Electricity is one of the oldest automobile propulsion methods still in use today. The invention of the electric vehicle is attributed to various people, including the Hungarian inventor of the electric motor, Ányos Jedlik, Vermont blacksmith Thomas Davenport, Professor Sibrandus Stratingh of Groningen, the Netherlands, and Scotsmen Robert Davidson and Robert Anderson. The invention of improved battery technology, including efforts by Gaston Plante in France in 1865, as well as his fellow countryman Camille Faure in 1881, paved the way for electric cars to flourish in Europe. France and the United Kingdom were the first nations to support the widespread development of electric vehicles, while the lack of natural fossil resources in Switzerland resulted in the rapid electrification of its railway network to reduce its dependence on foreign energy. English inventor Thomas Parker, who was responsible for innovations such as electrifying the London Underground, overhead tramways in Liverpool and Birmingham, and the smokeless fuel coalite, claimed to have perfected a working electric car as early as 1884. Before the pre-eminence of internal combustion engines, electric automobiles also held many speed and distance records. Among the most notable of these records was the breaking of the 100 km/h (62 mph) speed barrier, by Camille Jenatzy on April 29, 1899 in his ‘rocket-shaped’ vehicle Jamais Contente, which reached a top speed of 105.88 km/h (65.79 mph). Before the 1920s, electric automobiles were competing with petroleum-fueled cars for urban use of a quality service car.
It was not until 1895 that Americans began to devote attention to electric vehicles, after A.L. Ryker introduced the first electric tricycles to the US, many innovations followed, and interest in motor vehicles increased greatly in the late 1890s and early 1900s.
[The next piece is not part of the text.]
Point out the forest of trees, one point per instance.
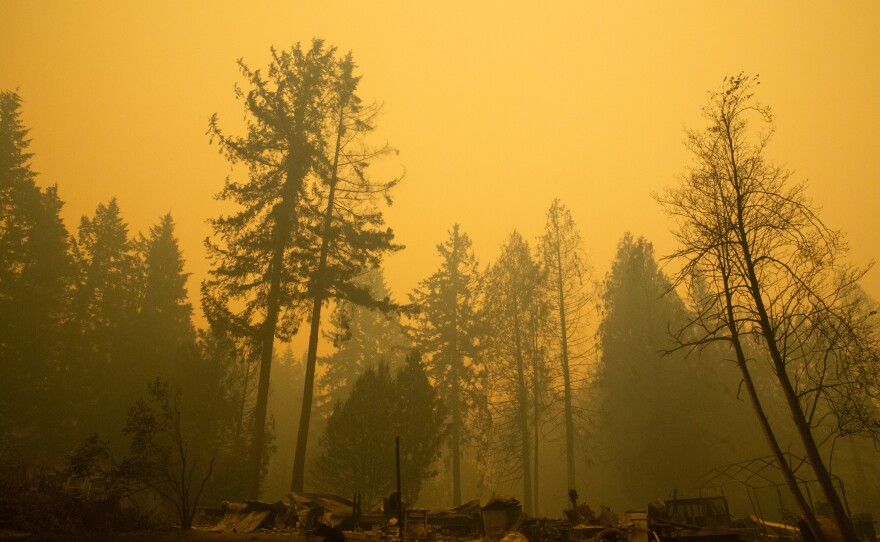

In 1897, electric vehicles found their first commercial application as a fleet of electrical New York City taxis, built by the Electric Carriage and Wagon Company of Philadelphia, was established. Electric cars were produced in the US by Anthony Electric, Baker, Columbia, Anderson, Edison [disambiguation needed], Studebaker, Riker, and others during the early 20th century. In 1917, the first gasoline-electric hybrid car was released by the Woods Motor Vehicle Company of Chicago. The hybrid was a commercial failure, proving to be too slow for its price, and too difficult to service.
Despite their relatively slow speed, electric vehicles had a number of advantages over their early-1900s competitors. They did not have the vibration, smell, and noise associated with gasoline cars. Changing gears on gasoline cars was the most difficult part of driving, and electric vehicles did not require gear changes. Electric cars found popularity among well-heeled customers who used them as city cars, where their limited range proved to be even less of a disadvantage. The cars were also preferred because they did not require a manual effort to start, as did gasoline cars which featured a hand crank to start the engine. Electric cars were often marketed as suitable vehicles for women drivers due to this ease of operation.
Acceptance of electric cars was initially hampered by a lack of power infrastructure, but by 1912, many homes were wired for electricity, enabling a surge in the popularity of the cars. At the turn of the century, 40 percent of American automobiles were powered by steam, 38 percent by electricity, and 22 percent by gasoline. 33,842 electric cars were registered in the United States, and America became the country where electric cars had gained the most acceptance. Sales of electric cars peaked in 1912.